Getting to my feet, I place my guitar back into its stand, then my bedroom door flies open, smashing against the wall. Shore is dripping wet and water pools around his feet, dampening the carpet. His hazel eyes lock with mine as anger and fear radiate off his skin. I can feel it in spades. His shoulders relax once he gives me a once-over and sees I’m okay.
“I just needed a minute,” I reassure him.
“You just needed a minute?!” He scoffs. “And what about what I need, Rip? You ran off after fucking Kinsley and I freaked out. You could have texted me and let me know where you were going,” he whisper-shouts. He is always good about not raising his voice. I don’t like fights involving yelling. My body checks out as my trauma response kicks in, and Shore is the only one who can bring me back.
“I left my phone at home.”
He steps further into the room. “Then you should have waited. It’s not fair you ran away. We had a deal. You use your safe word and go to the shop so I would know where to find you. Do you know how it made me feel when you weren’t there?”
Closing the distance between us, I swipe his wet blonde hair from his face and cup his jaw.
“I’m so fucking sorry. I’m so confused. Why doesn’t it hurt when she touches me, or when I fuck her? I don’t understand. Then thinking about the why makes me remember all the awful shit that happened. I thought I had control over it.”
“Maybe your soul knows her on a deeper level, and you know she is no threat to you. And you have control, Rip. You are the strongest person I know.”

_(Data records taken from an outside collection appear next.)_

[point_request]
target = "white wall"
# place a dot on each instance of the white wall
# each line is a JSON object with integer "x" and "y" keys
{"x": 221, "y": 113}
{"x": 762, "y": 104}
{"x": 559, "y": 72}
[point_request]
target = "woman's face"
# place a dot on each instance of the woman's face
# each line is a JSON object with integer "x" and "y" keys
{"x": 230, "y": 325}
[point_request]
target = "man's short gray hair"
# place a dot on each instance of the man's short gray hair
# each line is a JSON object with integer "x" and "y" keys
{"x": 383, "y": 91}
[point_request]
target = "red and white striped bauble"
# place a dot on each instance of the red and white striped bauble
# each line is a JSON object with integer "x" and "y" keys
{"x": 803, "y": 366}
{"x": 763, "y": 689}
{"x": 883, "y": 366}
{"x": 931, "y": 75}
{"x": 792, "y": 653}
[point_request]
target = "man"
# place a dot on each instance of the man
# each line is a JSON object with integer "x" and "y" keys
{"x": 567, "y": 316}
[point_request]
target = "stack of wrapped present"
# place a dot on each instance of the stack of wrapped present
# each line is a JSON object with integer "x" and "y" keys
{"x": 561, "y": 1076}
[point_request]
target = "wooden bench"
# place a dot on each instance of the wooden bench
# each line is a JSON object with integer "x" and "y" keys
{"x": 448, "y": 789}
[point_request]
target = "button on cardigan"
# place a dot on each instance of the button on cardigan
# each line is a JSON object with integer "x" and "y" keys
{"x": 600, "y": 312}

I slam my lips against his, hard enough to steal his breath. He’s the one who steadies me when everything else is unraveling. My hands twist into his soaking-wet shirt, yanking him flush against me as I taste the salt on his tongue. Shore’s frame is solid beneath my palms, and I relax. He is my rock, my anchor, and once again I need him to feel steady.
He doesn’t believe in soul-deep feelings. Shore hasn’t had to experience the things I have, and I’m fucking grateful. As he wraps his arms around my waist, I feel the slight tremor in his chest and his fingers dig in, not to control me, but to hold himself together. I know I fucked up.